Il 26 maggio abbiamo organizzato un incontro con dei professionisti dedicato al design per il sociale. È rivolto ai giovani e vuole raccontare un modo concreto ed etico di fare design. All'interno della giornata ci sarà anche un concorso. Vogliamo affrontare il tema del Design in senso lato, dalle protesi fino all'arredamento.

Non sono mancate in questi anni anche alcune polemiche. La più recente è l'abbandono della ong da parte di Cecilia Strada. Cos'è successo?
Non c'è nulla da commentare.
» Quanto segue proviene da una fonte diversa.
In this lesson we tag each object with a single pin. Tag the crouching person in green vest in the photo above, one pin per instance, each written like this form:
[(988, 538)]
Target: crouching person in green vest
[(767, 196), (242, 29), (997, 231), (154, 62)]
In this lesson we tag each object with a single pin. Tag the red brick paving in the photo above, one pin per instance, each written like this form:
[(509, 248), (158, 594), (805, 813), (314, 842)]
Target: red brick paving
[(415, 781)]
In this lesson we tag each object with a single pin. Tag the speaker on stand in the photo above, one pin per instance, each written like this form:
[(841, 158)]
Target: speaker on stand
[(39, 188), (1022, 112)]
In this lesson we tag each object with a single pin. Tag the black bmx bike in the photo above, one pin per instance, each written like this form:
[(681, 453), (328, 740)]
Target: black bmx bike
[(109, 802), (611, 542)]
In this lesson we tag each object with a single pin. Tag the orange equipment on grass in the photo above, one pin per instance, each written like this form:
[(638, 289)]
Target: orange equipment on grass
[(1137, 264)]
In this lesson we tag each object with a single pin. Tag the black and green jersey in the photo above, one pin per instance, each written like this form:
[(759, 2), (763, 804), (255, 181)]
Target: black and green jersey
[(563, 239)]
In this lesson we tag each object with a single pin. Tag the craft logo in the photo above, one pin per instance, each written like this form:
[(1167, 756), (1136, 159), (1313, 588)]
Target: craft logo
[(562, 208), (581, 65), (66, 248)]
È stata una scelta dell'associazione quella di avvicendare la presidenza. La cosa fondamentale è quello che facciamo e come lo facciamo. Che non dipende da chi è al timone di Emergency.
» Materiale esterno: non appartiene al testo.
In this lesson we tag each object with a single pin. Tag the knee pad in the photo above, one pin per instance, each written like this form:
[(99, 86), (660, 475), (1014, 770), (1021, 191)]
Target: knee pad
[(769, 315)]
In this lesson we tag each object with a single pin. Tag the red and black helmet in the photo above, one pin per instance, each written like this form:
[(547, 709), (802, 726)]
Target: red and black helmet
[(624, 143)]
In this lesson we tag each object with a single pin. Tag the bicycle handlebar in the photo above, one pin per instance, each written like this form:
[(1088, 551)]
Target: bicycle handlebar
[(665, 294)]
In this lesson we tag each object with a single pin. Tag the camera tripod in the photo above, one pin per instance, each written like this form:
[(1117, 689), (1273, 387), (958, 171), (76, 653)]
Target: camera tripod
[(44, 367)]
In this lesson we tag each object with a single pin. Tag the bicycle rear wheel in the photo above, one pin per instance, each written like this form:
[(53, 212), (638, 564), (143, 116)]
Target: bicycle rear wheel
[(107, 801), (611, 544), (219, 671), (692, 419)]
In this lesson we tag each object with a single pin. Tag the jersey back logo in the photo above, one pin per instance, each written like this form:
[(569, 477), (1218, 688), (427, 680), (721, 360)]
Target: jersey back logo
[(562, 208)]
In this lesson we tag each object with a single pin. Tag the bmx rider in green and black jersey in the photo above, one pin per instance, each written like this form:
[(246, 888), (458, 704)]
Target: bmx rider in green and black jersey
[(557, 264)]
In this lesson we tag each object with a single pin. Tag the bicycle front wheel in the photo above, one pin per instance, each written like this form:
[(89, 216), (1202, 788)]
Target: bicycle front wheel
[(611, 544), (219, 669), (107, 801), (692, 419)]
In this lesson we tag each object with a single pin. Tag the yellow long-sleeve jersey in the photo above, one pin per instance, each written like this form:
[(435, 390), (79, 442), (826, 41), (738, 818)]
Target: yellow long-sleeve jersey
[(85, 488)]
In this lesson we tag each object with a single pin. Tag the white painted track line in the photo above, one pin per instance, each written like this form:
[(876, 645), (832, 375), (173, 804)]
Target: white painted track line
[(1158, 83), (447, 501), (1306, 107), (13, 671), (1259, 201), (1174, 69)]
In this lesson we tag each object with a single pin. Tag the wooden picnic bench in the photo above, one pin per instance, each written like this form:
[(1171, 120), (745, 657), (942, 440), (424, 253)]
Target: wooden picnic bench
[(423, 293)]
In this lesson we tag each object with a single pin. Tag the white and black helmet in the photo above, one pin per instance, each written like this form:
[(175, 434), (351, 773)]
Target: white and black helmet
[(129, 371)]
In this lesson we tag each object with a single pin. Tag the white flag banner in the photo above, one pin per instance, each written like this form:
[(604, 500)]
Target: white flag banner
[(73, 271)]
Come immaginate i prossimi 24 anni?
Dove andremo lo determina purtroppo la quotidianità. Ci sono sempre più guerre e quindi continueremo a lavorare tanto nei contesti di conflitto. Per questo è importante superare la logica della guerra. Nel contempo vorremmo riuscire a lavorare sempre di più sul fronte culturale. Stiamo già costruendo nuove strutture. Una in particolare, disegnata da Renzo Piano, sorgerà ad Entebbe in Uganda e sarà una chirurgia pediatrica. È immaginata come punto di riferimento per tutta la regione. In quel luogo faremo anche formazione oltre che cura per provare a dare la possibilità al Paese di andare avanti sulla sanità con le proprie gambe.
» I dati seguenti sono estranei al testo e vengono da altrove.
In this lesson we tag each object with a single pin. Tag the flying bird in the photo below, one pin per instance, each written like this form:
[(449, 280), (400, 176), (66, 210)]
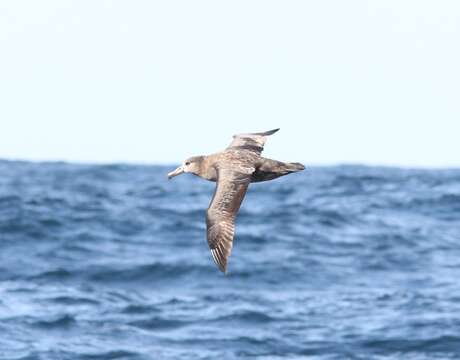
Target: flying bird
[(233, 170)]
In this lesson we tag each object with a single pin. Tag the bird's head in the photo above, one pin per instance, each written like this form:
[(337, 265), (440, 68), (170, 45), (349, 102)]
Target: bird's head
[(191, 165)]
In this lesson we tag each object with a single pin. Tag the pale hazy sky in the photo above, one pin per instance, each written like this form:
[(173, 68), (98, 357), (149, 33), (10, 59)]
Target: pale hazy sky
[(375, 82)]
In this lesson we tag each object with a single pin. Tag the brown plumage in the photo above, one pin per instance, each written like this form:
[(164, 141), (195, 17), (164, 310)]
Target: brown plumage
[(233, 169)]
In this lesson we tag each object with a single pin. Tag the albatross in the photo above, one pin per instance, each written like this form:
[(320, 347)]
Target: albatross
[(233, 170)]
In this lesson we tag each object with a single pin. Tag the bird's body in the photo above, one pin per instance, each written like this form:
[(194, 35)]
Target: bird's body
[(233, 169)]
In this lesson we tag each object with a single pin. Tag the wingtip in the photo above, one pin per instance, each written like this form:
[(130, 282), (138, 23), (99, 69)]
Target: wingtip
[(271, 132)]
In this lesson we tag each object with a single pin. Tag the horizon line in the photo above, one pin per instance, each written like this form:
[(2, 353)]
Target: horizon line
[(173, 163)]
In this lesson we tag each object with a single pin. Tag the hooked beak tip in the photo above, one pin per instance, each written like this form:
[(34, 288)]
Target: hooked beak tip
[(176, 172)]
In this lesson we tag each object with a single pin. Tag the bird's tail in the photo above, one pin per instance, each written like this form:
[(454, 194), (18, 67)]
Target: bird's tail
[(266, 133)]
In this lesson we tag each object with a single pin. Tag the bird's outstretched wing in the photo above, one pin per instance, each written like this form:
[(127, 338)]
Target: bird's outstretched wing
[(231, 187), (253, 142)]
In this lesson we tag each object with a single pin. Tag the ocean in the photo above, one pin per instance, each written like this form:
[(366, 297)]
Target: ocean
[(345, 262)]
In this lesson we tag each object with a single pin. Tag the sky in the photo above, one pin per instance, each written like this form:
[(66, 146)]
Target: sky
[(371, 82)]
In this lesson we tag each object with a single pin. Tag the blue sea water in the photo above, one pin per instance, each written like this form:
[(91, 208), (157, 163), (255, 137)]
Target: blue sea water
[(111, 262)]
E in Italia, dove crescono le diseguaglianze, le nuove povertà e il bisogno di welfare avete nuovi progetti?
Sì, naturalmente. È un ambito su cui siamo impegnati ormai da 11 anni. Abbiamo iniziato nel 2006. Stiamo cercando di ampliare le nostre attività. Abbiamo iniziato a lavorare nelle zone del terremoto del Centro Italia, vicino Teramo e Macerata, dove abbiamo incontrato una situazione di disagio fortissima. Basti pensare che proprio ieri è crollato il tetto di una scuola considerata agibile. Sono popolazioni abbandonate che dobbiamo accompagnare e aiutare. Stiamo provando da tempo ad iniziare a lavorare su Roma e ci piacerebbe tornare in Puglia. Ma stiamo vivendo grande fatica. Lavorare in Italia a volte è più complicato e difficile che lavorare in Afghanistan. Burocrazia e difficoltà a trovare interlocutori sono la normalità. E poi non esiste un sistema sanitario unico ma ogni Regione fa a modo proprio. Confrontarsi con questa moltitudine di realtà mette in difficoltà in primo luogo gli utenti ma anche chi cerca di aiutare come noi.